The static site lives in [site/index.html](site/index.html).

Run it locally:

```bash
python3 -m http.server 8080 -d site
```

Then open:

```text
http://127.0.0.1:8080/
```

## Deploy Static Site On Render

The repository includes a Render Blueprint in [render.yaml](render.yaml). It
publishes the static site from `site/` as `docframe-site`.

After pushing the repository to GitHub, GitLab, or Bitbucket:

```bash
git push -u origin main
```

Then create the Blueprint from the Render Dashboard:

```text
https://dashboard.render.com/blueprint/new
```

Connect the repository and Render will use `render.yaml` from the repo root.

## Corpus Utilities

Validate a private corpus before a release:

```bash
python3 scripts/validate_corpus.py test_corpus --out corpus-report.json
```

The validator exits nonzero if any supported file produces a structured error.
Use `--allow-errors` for exploratory runs where malformed files are expected.

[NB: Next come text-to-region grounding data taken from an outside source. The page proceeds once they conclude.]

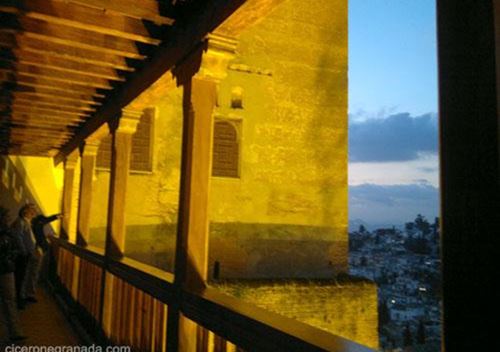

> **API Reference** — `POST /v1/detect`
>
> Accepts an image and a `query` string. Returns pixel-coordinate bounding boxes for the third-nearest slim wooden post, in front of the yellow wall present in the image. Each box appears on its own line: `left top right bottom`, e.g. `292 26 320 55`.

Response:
76 125 109 247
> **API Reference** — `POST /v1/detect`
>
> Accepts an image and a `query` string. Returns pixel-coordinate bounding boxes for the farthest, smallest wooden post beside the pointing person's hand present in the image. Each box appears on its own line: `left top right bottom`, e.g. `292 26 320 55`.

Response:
61 152 79 242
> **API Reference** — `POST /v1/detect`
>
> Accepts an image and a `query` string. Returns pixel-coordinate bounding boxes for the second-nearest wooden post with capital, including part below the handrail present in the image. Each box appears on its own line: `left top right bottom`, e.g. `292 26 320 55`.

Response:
100 109 142 337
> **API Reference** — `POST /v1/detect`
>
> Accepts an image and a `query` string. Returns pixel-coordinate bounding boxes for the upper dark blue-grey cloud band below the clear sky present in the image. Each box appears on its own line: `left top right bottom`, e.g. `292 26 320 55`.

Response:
349 113 438 162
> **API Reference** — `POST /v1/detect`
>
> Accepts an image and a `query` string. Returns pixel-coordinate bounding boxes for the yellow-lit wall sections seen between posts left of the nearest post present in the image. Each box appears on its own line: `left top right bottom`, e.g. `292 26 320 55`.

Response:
91 85 182 270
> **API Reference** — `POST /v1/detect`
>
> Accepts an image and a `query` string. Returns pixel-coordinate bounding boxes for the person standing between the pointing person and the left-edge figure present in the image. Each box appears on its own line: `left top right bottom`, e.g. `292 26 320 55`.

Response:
12 204 42 309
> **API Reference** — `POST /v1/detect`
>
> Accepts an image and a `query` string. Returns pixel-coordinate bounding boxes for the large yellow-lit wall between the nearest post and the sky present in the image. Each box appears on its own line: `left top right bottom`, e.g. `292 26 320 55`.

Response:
210 0 348 277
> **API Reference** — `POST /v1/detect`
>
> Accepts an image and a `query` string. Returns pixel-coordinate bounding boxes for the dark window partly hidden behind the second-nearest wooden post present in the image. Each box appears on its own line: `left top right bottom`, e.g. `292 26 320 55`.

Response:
96 109 154 171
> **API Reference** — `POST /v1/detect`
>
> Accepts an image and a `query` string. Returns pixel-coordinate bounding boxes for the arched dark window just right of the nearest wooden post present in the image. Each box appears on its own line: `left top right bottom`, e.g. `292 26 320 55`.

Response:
212 121 240 177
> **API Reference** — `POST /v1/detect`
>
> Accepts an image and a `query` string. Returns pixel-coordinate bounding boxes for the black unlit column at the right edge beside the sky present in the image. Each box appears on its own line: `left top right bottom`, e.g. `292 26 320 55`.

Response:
437 0 500 351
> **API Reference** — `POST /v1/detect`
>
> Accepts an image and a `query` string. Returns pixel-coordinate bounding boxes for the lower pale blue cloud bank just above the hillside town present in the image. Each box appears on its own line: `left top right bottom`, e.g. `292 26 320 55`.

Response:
349 183 439 225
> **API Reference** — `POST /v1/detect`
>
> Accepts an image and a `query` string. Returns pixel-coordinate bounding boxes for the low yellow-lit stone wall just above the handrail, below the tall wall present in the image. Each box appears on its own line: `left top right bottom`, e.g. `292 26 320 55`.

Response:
214 280 378 349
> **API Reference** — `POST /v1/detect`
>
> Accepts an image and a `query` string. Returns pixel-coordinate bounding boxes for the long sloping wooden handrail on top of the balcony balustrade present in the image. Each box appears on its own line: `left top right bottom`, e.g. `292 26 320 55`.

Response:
52 238 372 352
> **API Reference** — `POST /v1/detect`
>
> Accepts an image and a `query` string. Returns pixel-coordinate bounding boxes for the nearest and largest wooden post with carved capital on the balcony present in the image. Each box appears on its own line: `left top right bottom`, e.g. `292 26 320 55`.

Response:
167 36 236 352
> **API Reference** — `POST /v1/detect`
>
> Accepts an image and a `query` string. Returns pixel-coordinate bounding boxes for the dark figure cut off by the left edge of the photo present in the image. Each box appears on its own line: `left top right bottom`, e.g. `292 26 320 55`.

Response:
0 207 26 342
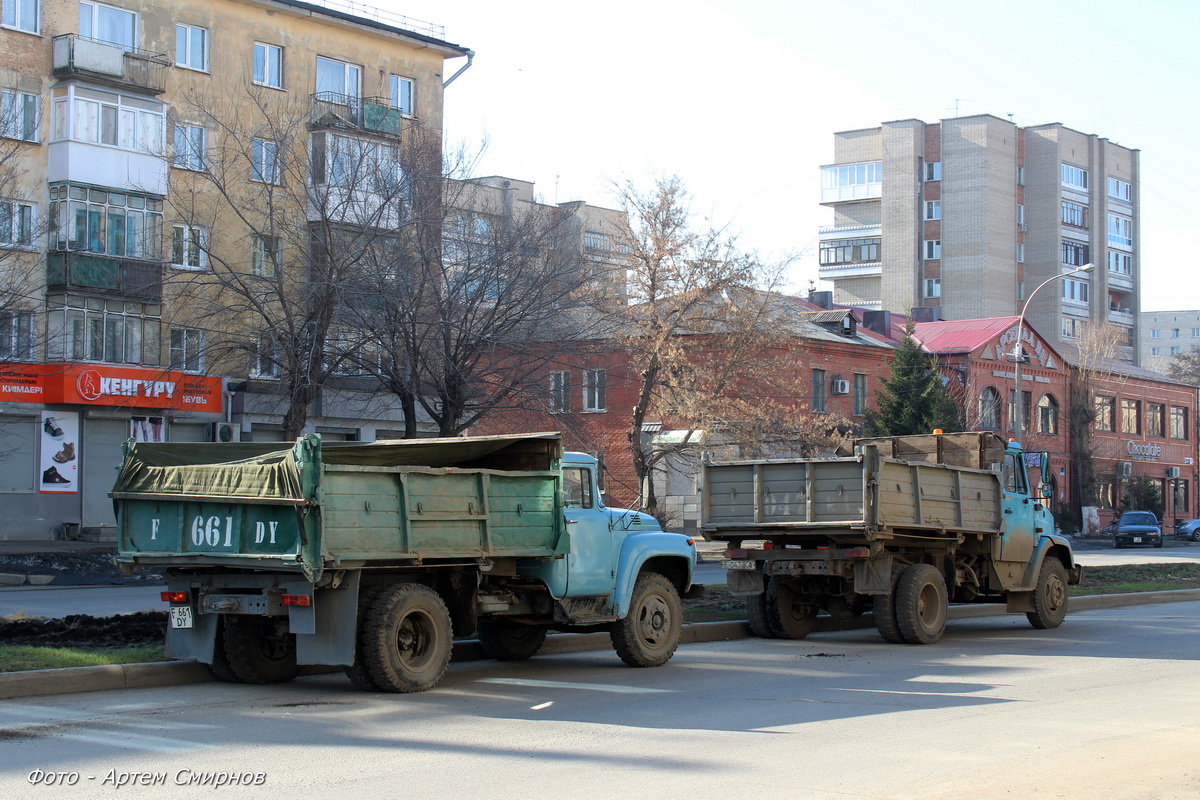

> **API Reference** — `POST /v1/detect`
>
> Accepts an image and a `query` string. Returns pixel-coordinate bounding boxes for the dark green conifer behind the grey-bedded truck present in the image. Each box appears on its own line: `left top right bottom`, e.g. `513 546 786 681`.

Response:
866 319 961 437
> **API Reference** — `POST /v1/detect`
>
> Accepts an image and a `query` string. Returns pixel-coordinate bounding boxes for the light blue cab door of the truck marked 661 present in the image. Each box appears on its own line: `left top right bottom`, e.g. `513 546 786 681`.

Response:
563 463 617 597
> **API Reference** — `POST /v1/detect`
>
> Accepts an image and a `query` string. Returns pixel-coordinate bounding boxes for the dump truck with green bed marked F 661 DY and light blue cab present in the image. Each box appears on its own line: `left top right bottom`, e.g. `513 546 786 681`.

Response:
112 433 702 692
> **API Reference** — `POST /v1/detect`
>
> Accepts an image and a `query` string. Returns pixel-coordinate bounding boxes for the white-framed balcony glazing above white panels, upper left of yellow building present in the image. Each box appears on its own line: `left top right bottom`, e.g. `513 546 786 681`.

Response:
52 84 167 156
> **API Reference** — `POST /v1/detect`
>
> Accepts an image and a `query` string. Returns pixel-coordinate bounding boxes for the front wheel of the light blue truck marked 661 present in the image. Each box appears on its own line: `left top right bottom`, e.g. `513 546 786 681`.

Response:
608 572 683 667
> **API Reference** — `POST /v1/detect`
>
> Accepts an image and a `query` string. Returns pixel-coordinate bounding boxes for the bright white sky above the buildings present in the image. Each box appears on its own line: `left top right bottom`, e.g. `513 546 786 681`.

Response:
372 0 1200 311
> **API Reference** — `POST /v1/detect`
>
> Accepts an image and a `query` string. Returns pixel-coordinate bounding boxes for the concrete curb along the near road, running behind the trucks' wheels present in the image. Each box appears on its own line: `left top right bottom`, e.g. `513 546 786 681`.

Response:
0 589 1200 699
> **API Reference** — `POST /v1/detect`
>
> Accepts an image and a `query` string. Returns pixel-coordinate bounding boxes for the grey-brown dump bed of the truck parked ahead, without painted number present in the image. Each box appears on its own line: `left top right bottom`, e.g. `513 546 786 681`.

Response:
702 433 1004 539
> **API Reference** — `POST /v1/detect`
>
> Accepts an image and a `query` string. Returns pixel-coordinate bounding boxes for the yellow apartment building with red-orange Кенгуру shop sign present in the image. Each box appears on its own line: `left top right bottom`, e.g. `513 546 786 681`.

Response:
0 0 470 539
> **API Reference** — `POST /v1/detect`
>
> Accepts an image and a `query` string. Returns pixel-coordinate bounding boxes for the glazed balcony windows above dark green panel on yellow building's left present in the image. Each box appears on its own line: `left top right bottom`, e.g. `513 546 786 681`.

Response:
49 184 163 256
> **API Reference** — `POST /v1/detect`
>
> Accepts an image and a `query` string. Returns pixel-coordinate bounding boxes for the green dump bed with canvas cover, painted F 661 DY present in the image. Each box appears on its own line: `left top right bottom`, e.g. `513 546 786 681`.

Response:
113 434 568 579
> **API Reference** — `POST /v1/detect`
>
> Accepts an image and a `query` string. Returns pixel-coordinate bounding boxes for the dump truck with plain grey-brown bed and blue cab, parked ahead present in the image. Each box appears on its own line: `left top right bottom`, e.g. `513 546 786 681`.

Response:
702 433 1081 644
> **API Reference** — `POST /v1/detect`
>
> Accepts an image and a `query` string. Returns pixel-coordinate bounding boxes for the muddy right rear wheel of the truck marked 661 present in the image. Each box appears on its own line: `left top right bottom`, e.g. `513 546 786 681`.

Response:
362 583 454 692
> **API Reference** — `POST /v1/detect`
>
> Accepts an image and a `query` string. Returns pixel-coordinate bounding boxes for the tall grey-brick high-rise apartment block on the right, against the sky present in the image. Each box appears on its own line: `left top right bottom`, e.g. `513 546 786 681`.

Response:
820 115 1139 360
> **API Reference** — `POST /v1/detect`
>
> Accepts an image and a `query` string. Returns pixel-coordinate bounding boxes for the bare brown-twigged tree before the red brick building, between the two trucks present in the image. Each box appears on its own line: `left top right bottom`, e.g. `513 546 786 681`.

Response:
616 178 839 513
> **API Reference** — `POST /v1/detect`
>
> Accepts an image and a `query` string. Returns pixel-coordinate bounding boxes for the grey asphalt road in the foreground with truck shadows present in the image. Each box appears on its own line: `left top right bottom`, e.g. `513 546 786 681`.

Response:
0 602 1200 800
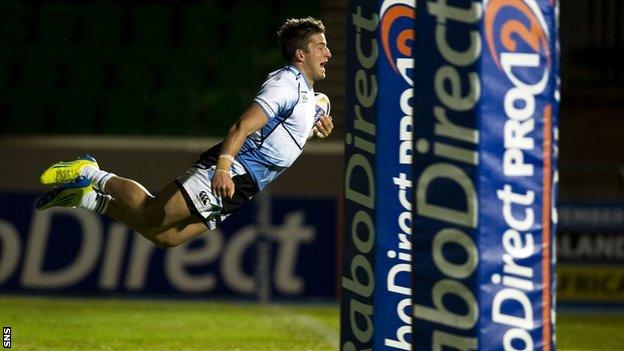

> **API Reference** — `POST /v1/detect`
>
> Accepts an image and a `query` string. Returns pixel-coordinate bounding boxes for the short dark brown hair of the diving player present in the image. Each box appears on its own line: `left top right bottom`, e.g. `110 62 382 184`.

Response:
277 17 325 62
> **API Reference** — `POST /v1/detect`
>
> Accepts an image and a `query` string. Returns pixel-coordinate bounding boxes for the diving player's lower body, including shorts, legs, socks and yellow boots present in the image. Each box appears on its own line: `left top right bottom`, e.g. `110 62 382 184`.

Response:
36 153 236 247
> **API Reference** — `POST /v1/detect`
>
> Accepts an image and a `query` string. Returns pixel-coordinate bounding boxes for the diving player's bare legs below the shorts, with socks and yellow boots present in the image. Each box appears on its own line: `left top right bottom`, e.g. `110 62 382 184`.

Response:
36 155 207 247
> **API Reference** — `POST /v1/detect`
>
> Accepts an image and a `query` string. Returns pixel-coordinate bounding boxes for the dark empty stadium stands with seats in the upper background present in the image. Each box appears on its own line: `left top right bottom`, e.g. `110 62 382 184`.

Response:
0 0 624 200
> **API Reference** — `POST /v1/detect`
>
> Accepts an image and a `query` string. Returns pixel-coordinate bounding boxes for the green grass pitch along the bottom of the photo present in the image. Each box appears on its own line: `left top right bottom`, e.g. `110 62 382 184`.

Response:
0 296 624 351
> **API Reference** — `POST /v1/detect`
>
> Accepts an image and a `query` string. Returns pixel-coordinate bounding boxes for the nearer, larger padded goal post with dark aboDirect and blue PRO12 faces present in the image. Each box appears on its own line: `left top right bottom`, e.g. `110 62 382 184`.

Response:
413 0 558 350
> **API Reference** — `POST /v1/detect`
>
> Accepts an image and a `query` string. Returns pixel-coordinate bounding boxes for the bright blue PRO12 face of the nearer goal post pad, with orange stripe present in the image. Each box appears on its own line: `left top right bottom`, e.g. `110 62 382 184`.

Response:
479 0 559 350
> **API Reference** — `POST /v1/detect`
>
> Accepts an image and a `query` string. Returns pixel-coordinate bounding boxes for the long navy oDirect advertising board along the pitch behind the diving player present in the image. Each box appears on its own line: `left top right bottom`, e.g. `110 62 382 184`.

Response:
0 193 336 298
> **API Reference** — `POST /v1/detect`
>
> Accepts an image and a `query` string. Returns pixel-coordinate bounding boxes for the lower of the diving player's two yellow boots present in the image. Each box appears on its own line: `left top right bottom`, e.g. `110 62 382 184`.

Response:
35 176 93 210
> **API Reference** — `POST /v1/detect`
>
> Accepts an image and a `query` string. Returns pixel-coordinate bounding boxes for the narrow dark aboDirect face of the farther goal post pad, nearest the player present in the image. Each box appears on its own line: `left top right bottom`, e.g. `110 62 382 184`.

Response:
340 0 380 351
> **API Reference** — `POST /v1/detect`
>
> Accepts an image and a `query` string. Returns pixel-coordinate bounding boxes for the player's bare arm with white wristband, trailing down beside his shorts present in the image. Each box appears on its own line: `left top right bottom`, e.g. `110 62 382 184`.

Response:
212 103 268 198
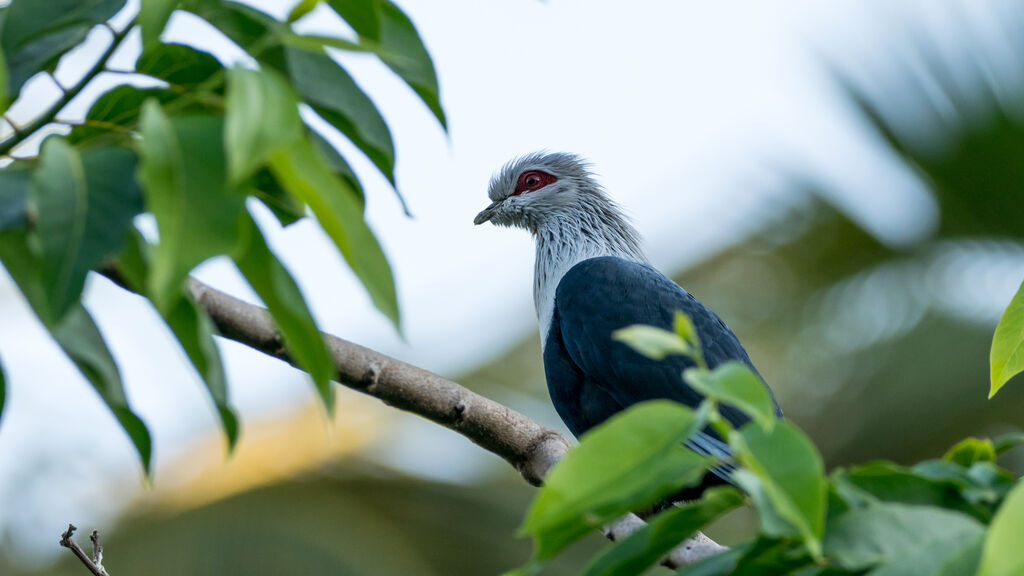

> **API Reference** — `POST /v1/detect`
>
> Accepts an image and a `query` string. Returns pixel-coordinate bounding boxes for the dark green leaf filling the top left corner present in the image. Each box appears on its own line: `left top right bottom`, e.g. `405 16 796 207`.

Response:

Collect any supported corpus files by extension:

```bash
python3 scripts/collect_files.py "/path/to/archive" "/path/to/all_csv" --ext csv --dry-run --quiet
python3 scripts/collect_files.py "/path/to/archive" "/path/to/all_csv" --ext csv --quiet
python3 scripts/collect_files.py "/path/to/archive" "/path/to/all_images" --ext jpg --ext png --quiet
```

Collect PDFs from a deeply nested archive into one flat folder:

```bash
python3 scripts/collect_pdfs.py "/path/to/archive" "/path/to/all_pdfs" --dry-run --quiet
python3 scripts/collect_pdfs.py "/path/to/archive" "/path/to/all_pdfs" --quiet
```

The collector copies by default, avoids overwriting existing files, and gives
duplicate basenames a stable hash suffix.